Books In The Mirror
City of Light
Lauren Belfer
Dial Press
It is 1901 in Buffalo, New York, a city of wealth and
sophistication. The electric power development at nearby Niagara Falls
and the Pan American Exposition promise to bring the Great Lake City
of Light even more recognition. Louisa Barret is the attractive
headmistress of the Macauley School for Girls. She is treated as an
equal by the all-male board who control the life of the city. She
feels secure in her position until a mysterious death at the power
plant causes a series of events that forces her to return to a past
she has struggled to conceal. A love story and thriller set in a city
just before the turn of the century, Belfers novel captures a past
age poised at the beginning of a new century which reverberates in our
times. Highly recommended.
Miriam Call
Meeting Luciano: A Novel
Anne Esaki-Smith
Algonquin Books of Chapel Hill
To Hanako Shimado, recently divorced, Luciano
Pavarotti is a god. Emily, her daughter, feels this fixation will
pass. Hanako meets him and invites him to dinner in their Westchester
home. When she hires Alex, a handsome Greek, to renovate the kitchen,
Emily begins to worry. Alex becomes very close to Hanako and tells her
daughter that the renovation is in preparation for a visit from
Pavarotti. Emily wonders if her mother might be losing it. Anna Esaki-Smith
has a very understanding appreciation for this problem and writes a
very compelling story.
Miriam Call
The Pollen Room
Zoe Jenny
Simon and Schuster
Rich in images that lingered long after I laid the
book down, Jennys debut novel is a powerful story of broken
families and adolescence.
It follows the path of a girl from the age of three to
her early twenties. Her mother leaves when she is three and as she
struggles toward her self-identity, the reader struggles with her.
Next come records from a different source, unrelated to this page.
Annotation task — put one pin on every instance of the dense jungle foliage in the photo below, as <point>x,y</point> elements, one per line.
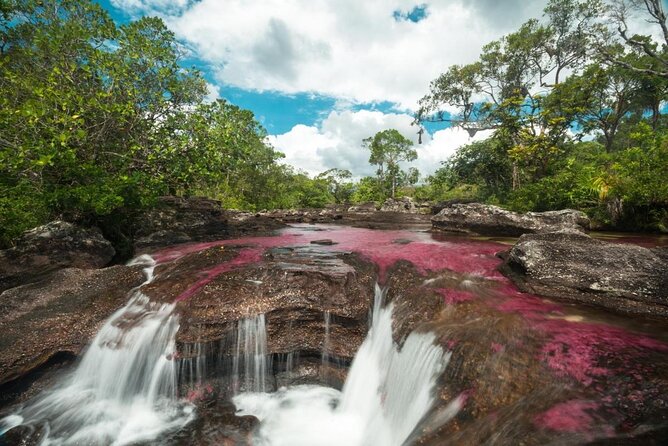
<point>97,120</point>
<point>575,103</point>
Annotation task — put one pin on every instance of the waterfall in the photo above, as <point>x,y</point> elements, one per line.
<point>124,389</point>
<point>387,393</point>
<point>250,362</point>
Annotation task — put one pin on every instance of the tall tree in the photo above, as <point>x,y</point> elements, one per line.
<point>388,148</point>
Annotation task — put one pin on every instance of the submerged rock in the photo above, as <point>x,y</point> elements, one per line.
<point>50,247</point>
<point>482,219</point>
<point>575,267</point>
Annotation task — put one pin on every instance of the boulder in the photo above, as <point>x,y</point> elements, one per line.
<point>406,205</point>
<point>483,219</point>
<point>178,220</point>
<point>55,318</point>
<point>575,267</point>
<point>50,247</point>
<point>367,207</point>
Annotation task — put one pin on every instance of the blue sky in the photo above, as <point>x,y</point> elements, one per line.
<point>322,75</point>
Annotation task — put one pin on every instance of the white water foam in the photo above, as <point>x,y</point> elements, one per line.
<point>386,395</point>
<point>124,389</point>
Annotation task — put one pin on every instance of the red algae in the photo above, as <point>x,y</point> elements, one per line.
<point>379,246</point>
<point>245,257</point>
<point>455,296</point>
<point>496,347</point>
<point>570,416</point>
<point>575,348</point>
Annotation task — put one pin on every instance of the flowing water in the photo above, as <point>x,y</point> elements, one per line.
<point>250,366</point>
<point>387,393</point>
<point>124,389</point>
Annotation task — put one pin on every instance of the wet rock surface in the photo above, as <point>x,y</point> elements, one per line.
<point>182,220</point>
<point>50,247</point>
<point>366,215</point>
<point>482,219</point>
<point>575,267</point>
<point>48,323</point>
<point>406,205</point>
<point>523,369</point>
<point>292,287</point>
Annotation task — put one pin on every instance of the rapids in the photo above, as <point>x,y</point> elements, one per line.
<point>387,392</point>
<point>124,389</point>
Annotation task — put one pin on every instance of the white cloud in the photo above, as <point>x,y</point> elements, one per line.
<point>212,93</point>
<point>337,141</point>
<point>349,49</point>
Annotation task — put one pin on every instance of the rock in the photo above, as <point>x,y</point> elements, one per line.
<point>406,205</point>
<point>50,247</point>
<point>575,267</point>
<point>41,322</point>
<point>182,220</point>
<point>482,219</point>
<point>369,206</point>
<point>293,287</point>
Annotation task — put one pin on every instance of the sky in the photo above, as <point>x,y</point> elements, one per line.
<point>321,75</point>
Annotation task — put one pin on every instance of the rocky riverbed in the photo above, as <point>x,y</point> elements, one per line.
<point>529,365</point>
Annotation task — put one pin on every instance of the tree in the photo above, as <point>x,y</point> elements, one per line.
<point>656,61</point>
<point>388,148</point>
<point>339,183</point>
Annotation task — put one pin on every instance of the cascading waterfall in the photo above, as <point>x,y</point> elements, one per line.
<point>387,393</point>
<point>124,389</point>
<point>325,344</point>
<point>250,359</point>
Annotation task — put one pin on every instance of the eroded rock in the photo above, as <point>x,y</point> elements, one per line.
<point>50,247</point>
<point>405,205</point>
<point>482,219</point>
<point>575,267</point>
<point>180,220</point>
<point>57,317</point>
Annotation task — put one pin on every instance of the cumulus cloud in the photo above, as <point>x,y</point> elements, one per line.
<point>337,142</point>
<point>349,49</point>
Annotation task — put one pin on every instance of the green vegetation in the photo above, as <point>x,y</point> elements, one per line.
<point>593,140</point>
<point>98,120</point>
<point>388,148</point>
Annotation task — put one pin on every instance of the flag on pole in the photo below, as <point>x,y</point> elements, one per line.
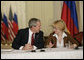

Powerul and moving, this German work is a wonderful novel.
Susan Jonaitis
Selected Poems
Jorge Luis Borges
Penguin
This is a phenomenal volume of poetry from one of the
true masters of the pen. This compilation of fourteen books of poetry
written by Borges is bilingual and includes translations by multiple
translators, including W.S. Merwin, John Updike and Robert Fitzgerald.
The New York Times and, more importantly, Doug Dutton heralded the
release of his complete fiction. This book continues the celebration.